Dennoch sind nun doch einige Änderungen zu erwarten. Woher kommt die Meinungsänderung und auf was müssen sich Unternehmer mit Niederlassung und Filialen in NRW einstellen?

Ende letzten Jahres wurden an die Ämter und Behörden neue, sogenannte Vollzugshinweise herausgegeben. Aus diesem Schreiben, welches dem FORUM in seiner Gänze vorliegt, lassen sich  einige Punkte herausnehmen, die leise Hoffnung wachsen lässt, dass es in Zukunft möglicherweise andere Richtlinien als nur die wissenschaftlich bewiesenermaßen falsche Herangehensweise der rein quantitativen Beschneidung des terrestrischen Automatenspiels.

 

Erlass zum Thema Cafe-Casinos

Ein weiterer Erlass beschäftigt sich mit dem leider immer noch sehr aktuellen Thema „Cafe-Casino“ bzw. schlicht „vermeintliche Gastronomien“. Erstmals wird es dem Vollzug nunmehr ermöglicht Geeignetheitsbescheinigungen zu widerrufen (gestützt wird dies auf das Urteil des OVG Münster vom 10.11.2016). Auch wenn dies vorerst nur für NRW eine Gültigkeit besitzt, ist es vorstellbar, dass dieser Entscheid auch als Vorreiterrolle auf der Bundesebene gesehen wird. Hintergrund dieses überfälligen Erlasses ist wohl die Befürchtung, dass aufgrund der quantitativen Beschneidung eine Ausweichbewegung auch die Scheingastronomien erfolgen könnte.

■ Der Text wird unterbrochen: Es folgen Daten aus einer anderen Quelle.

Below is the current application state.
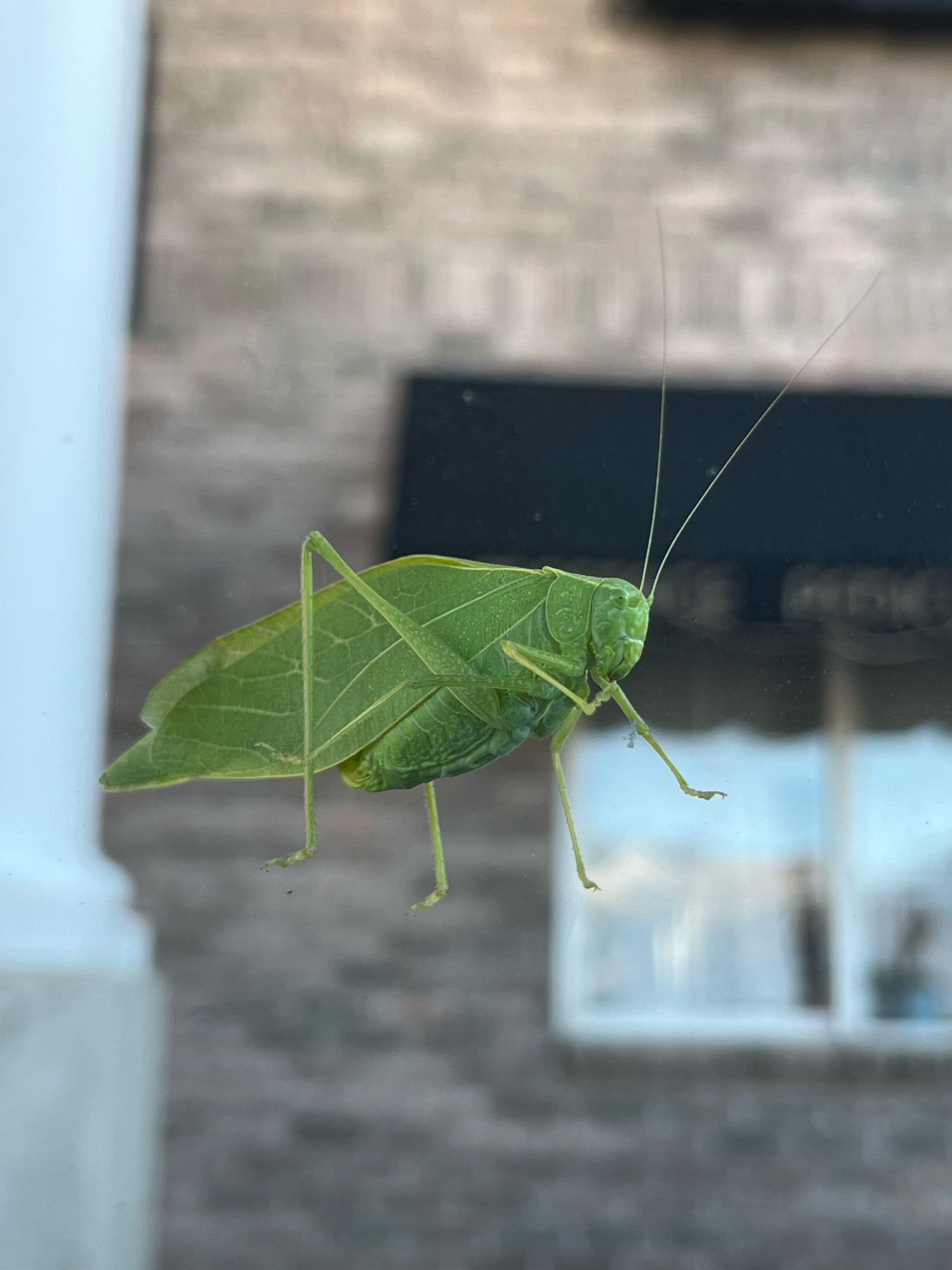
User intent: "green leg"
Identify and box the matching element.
[264,538,317,869]
[499,639,597,714]
[410,781,449,913]
[607,683,727,799]
[552,709,599,890]
[303,531,500,728]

In der neuesten Ausgabe des Behördenspiegels (Beiträge zum Glücksspielwesen; Ausgabe 4/2017) wird hierzu auch Ministerialrat Edgar Quasdorff, zuständiger Referatsleiter für das Glücksspielwesen im NRW-Innenministerium zu den neunen Vollzugshinweisen befragt.

Auf die Frage nach Änderungen bei Härtefallentscheiden verweist Quasdorff darauf, dass nun bspw. „Investitionen und deren Amortisation ein Kriterium sein [kann], das in die Entscheidung einfließen kann. Dazu zählen auch die Kosten, die in Bezug auf eine qualitative Verbesserung der Spielstätte getätigt wurden, z.B. zur Stärkung des Spielerschutzes oder der Suchtprävention“, so der Ministerialrat.

 

NRW lehnt neuen Glücksspieländerungsstaatsvertrag ab

Ein weiterer interessanter Punkt ist der Verzicht der Landesregierung NRW einen Entwurf für das Ratifizierungsgesetz des Glücksspieländerungsstaatsvertrag in den Landtag einzubringen. Das ist auf den proklamierten Ausstieg Schleswig-Holsteins aus dem Staatsvertrag zurückzuführen. Ziel müsse es in NRW sein, nun „einen effektiven Verwaltungsvollzug sowie zugleich angemessene Spieler und Jugendschutzgewährleistende Fortentwicklung der Glücksspielregulierung zu erarbeiten, die auch den Anbietern von Glücksspielen eine sichere Grundlage für Ihre Tätigkeit bietet.“ 

 

Qualitätskriterien und konsequenter Vollzug als Grundlagen der Regulierung

Vielleicht haben die Regierungsverantwortlichen dieses Mal tatsächlich einen Teil Ihrer Hausaufgaben erledigt. Zweifelsohne werden hier aber keine Geschenke an die Automatenbranche gegeben. Es wird allerdings das erste Mal nicht nur oberflächlich auf eine hoch professionelle und verantwortungsbewusste Branche geblickt. Die Maßnahmen die nun erfolgen, fordert das FORUM der Automatenunternehmer schon seit langer Zeit. Daher sieht sich das FORUM auch in seiner vorausschauenden Arbeit bestätigt. Qualitätskriterien und ein konsequenter Vollzug müssen Grundlagen der Regulierung sein. Ein hohes Maß an Qualität ist der einzige Weg um gemeinsam eine zukunftsfähige, wirtschaftlich tragfähige und vor allem unterhaltende Branche zu erhalten.